We create a simulation environment that does not make unrealistic assumptions, and we train an RL agent traveling from Hamburg to Oslo based on actual geographical and hydrological data. We propose a two-level hierarchical structure of the agent, consisting of a local-path planner and a local-path follower. The first is responsible for waypoint generation, while the second one offers the robustness to execute the planned path under consideration of the low-level control routine.

Picture of Two dimensional traffic simulator

COLREG-compliant autonomous surface vehicles through DRL

Maritime operations based on autonomous surface vehicles (ASV) require processing positional and motion information from several sources to avoid collisions in multi-ship encounter situations successfully. We propose a spatial-temporal recurrent neural network architecture for Deep Q-Networks to address this challenge and construct an end-to-end system from AIS data input to the rudder angle. The reward function is defined to comply with the Convention on the International Regulations for Preventing Collisions at Sea (COLREG).

Further, we define a state-of-the-art collision risk based on the concepts of the closest point of approach and the ship domain. The policy is validated on a custom set of newly created single-ship encounters called Around the Clock problems and the commonly chosen Imazu problems, which include 18 multi-ship scenarios. Additionally, the framework shows robustness when deployed simultaneously in a multi-agent scenario.

Robust Sim2Real transfer with DRL for Autonomous vehicles

Training an RL agent in the real world is impossible and expensive, thus, simulation is an important tool for developing RL agents. But if we want to transfer the trained agent in the real world, the established discrepancies between the simulation and reality will cause a reality gap and make the transfer of RL policies a challenge.

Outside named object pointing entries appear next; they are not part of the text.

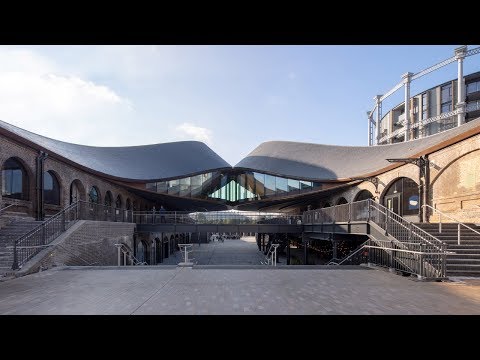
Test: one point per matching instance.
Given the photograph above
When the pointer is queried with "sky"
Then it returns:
(230, 97)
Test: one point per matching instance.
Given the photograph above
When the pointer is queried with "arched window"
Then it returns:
(363, 195)
(93, 195)
(141, 251)
(14, 180)
(77, 191)
(402, 197)
(108, 199)
(118, 202)
(51, 189)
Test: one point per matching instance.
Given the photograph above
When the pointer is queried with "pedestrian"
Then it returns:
(162, 214)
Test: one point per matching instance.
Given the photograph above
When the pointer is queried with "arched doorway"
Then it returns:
(77, 191)
(141, 251)
(51, 188)
(402, 198)
(363, 195)
(94, 195)
(165, 247)
(108, 199)
(14, 180)
(158, 251)
(118, 202)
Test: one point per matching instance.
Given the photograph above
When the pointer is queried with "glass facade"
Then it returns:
(473, 87)
(446, 98)
(233, 187)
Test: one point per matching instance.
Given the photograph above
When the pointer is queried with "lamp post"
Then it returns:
(373, 179)
(423, 163)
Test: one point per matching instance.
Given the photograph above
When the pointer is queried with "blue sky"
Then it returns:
(231, 97)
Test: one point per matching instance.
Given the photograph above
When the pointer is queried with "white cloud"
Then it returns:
(36, 95)
(189, 131)
(275, 100)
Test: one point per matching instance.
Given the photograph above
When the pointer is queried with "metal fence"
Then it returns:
(414, 250)
(392, 254)
(30, 244)
(213, 217)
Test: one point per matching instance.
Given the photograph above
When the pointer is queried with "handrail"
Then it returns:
(354, 252)
(6, 207)
(451, 218)
(213, 217)
(271, 257)
(395, 256)
(407, 225)
(42, 235)
(127, 252)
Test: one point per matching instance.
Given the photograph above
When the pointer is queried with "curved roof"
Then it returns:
(331, 162)
(146, 162)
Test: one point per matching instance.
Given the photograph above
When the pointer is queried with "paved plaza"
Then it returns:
(247, 289)
(242, 251)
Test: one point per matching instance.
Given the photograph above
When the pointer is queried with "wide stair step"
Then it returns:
(465, 260)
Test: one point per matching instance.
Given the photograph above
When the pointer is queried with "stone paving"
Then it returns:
(210, 289)
(177, 290)
(242, 251)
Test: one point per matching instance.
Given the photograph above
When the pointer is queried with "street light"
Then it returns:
(423, 163)
(373, 179)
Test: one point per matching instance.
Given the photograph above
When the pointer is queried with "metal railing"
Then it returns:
(271, 257)
(408, 236)
(30, 244)
(186, 249)
(352, 257)
(459, 224)
(213, 217)
(6, 207)
(127, 254)
(392, 254)
(99, 212)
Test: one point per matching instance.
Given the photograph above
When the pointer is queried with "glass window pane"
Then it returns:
(250, 183)
(282, 185)
(162, 186)
(242, 191)
(446, 107)
(185, 187)
(151, 186)
(259, 184)
(196, 180)
(305, 185)
(47, 181)
(293, 185)
(269, 185)
(173, 187)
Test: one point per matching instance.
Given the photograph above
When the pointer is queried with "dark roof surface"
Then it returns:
(147, 162)
(331, 162)
(290, 159)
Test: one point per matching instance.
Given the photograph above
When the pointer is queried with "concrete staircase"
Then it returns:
(8, 234)
(466, 260)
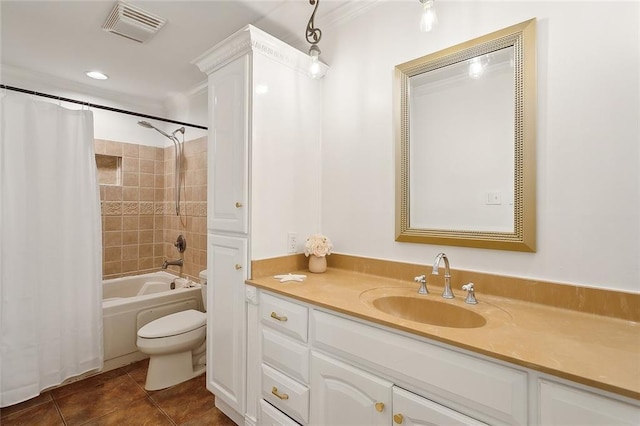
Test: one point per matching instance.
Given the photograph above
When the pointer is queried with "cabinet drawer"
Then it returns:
(271, 416)
(284, 316)
(411, 409)
(285, 354)
(285, 393)
(460, 381)
(563, 405)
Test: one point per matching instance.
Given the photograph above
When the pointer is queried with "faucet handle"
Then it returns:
(471, 296)
(422, 279)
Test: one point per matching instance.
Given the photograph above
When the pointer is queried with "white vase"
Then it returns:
(317, 264)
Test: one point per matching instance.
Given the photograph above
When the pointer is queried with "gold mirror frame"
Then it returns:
(522, 37)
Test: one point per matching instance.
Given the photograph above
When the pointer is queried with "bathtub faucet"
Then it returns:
(177, 262)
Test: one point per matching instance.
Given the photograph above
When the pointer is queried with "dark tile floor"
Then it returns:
(118, 398)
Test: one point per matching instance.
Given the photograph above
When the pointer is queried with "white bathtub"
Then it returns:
(131, 302)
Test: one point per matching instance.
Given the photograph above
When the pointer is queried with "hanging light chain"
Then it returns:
(313, 34)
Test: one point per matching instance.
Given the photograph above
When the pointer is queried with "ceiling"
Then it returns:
(63, 39)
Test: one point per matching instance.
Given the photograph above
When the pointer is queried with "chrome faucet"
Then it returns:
(423, 284)
(177, 262)
(447, 293)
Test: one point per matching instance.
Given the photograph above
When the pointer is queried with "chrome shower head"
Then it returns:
(151, 126)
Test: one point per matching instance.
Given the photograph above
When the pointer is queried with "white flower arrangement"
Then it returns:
(317, 245)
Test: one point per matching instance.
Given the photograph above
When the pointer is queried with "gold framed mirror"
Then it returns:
(465, 129)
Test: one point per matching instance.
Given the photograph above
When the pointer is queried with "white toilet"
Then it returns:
(176, 345)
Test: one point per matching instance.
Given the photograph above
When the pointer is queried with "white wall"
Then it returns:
(588, 138)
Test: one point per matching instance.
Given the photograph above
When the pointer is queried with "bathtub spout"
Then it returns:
(177, 262)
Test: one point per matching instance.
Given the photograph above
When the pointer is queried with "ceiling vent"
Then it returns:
(131, 22)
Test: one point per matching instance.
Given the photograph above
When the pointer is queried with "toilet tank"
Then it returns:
(203, 288)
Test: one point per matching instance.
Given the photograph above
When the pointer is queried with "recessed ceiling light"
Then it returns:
(96, 75)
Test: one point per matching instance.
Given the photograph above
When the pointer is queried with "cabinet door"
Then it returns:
(344, 395)
(226, 313)
(564, 405)
(228, 148)
(410, 409)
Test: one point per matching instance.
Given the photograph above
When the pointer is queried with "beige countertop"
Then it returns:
(594, 350)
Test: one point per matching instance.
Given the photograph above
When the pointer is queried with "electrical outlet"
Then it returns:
(493, 198)
(292, 242)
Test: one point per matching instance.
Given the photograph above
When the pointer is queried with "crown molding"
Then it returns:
(252, 40)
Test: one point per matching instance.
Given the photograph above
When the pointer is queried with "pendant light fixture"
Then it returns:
(428, 18)
(313, 36)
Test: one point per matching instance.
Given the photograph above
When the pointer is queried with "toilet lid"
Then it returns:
(174, 324)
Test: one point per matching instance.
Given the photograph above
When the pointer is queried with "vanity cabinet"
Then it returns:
(285, 357)
(339, 370)
(410, 409)
(567, 405)
(345, 395)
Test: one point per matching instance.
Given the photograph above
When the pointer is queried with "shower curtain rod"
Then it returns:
(90, 105)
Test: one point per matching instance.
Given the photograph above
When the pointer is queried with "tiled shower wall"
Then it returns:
(192, 222)
(139, 224)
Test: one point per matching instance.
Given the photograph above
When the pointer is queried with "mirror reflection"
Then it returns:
(473, 164)
(465, 151)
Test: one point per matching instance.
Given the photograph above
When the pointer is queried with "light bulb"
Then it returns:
(315, 68)
(428, 18)
(475, 68)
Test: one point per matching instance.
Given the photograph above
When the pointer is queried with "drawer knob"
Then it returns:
(278, 394)
(278, 317)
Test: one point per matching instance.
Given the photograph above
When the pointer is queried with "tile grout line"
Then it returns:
(148, 396)
(55, 404)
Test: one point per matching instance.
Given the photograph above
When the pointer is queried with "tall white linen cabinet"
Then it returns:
(263, 183)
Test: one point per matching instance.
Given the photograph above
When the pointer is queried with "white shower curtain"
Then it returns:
(51, 247)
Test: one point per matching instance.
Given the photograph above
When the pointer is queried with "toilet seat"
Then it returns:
(173, 325)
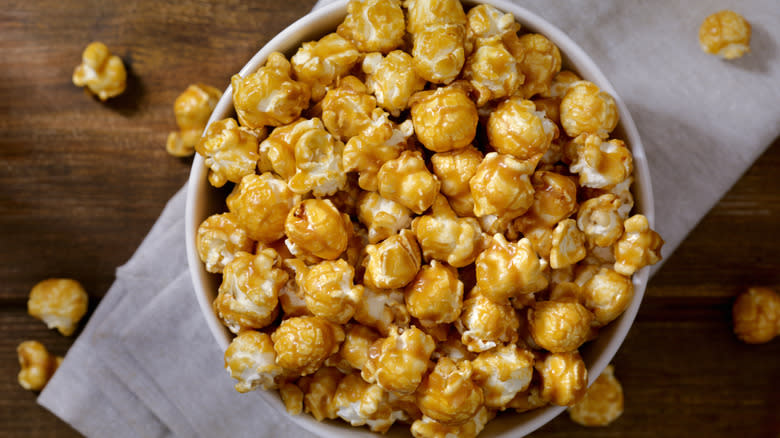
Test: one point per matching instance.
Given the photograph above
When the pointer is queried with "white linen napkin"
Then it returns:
(146, 363)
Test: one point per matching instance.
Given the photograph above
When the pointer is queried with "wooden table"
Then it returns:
(81, 182)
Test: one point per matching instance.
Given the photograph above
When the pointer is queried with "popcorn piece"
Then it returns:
(248, 295)
(436, 295)
(564, 378)
(602, 403)
(585, 109)
(399, 361)
(316, 227)
(320, 63)
(392, 79)
(192, 109)
(329, 291)
(261, 204)
(444, 119)
(756, 315)
(601, 164)
(484, 324)
(58, 302)
(269, 96)
(509, 269)
(568, 244)
(219, 238)
(446, 237)
(638, 247)
(251, 360)
(302, 343)
(518, 129)
(102, 73)
(725, 34)
(607, 294)
(393, 263)
(230, 151)
(374, 25)
(37, 365)
(406, 180)
(502, 373)
(559, 326)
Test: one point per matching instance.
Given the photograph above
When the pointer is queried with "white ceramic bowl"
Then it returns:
(204, 200)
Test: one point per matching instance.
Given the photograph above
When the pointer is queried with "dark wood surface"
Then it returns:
(81, 182)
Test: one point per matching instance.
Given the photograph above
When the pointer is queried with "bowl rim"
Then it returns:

To train the autonomous lane following and overtaking agent, we separate the agent into two different modules, namely the perception and control modules. The perception module transfers the image input into compact information about the environment. Afterward, the control module utilizes the information from the perception module as part of the observation and outputs control commands for the vehicle. Thus, the trained agent can be transferred from the simulation to the real world with a minor modification of the perception module.

Path-following-validation

Robust path following on Rivers for medium-sized cargo ships

Spatial restrictions due to waterway geometry and the resulting challenges, such as high flow velocities or shallow banks, require controlled and precise control commands for steering. This is achieved by augmenting the agent's perception with environmental information such as current-velocity and direction and water depth.

A test-based bootstrapped Q-learning algorithm is used in combination with a versatile training environment generator to develop a robust and accurate rudder-controller. Validation on the lower and middle rhine in both directions indicate a state of the art performance despite stark environmental differences across the scenarios.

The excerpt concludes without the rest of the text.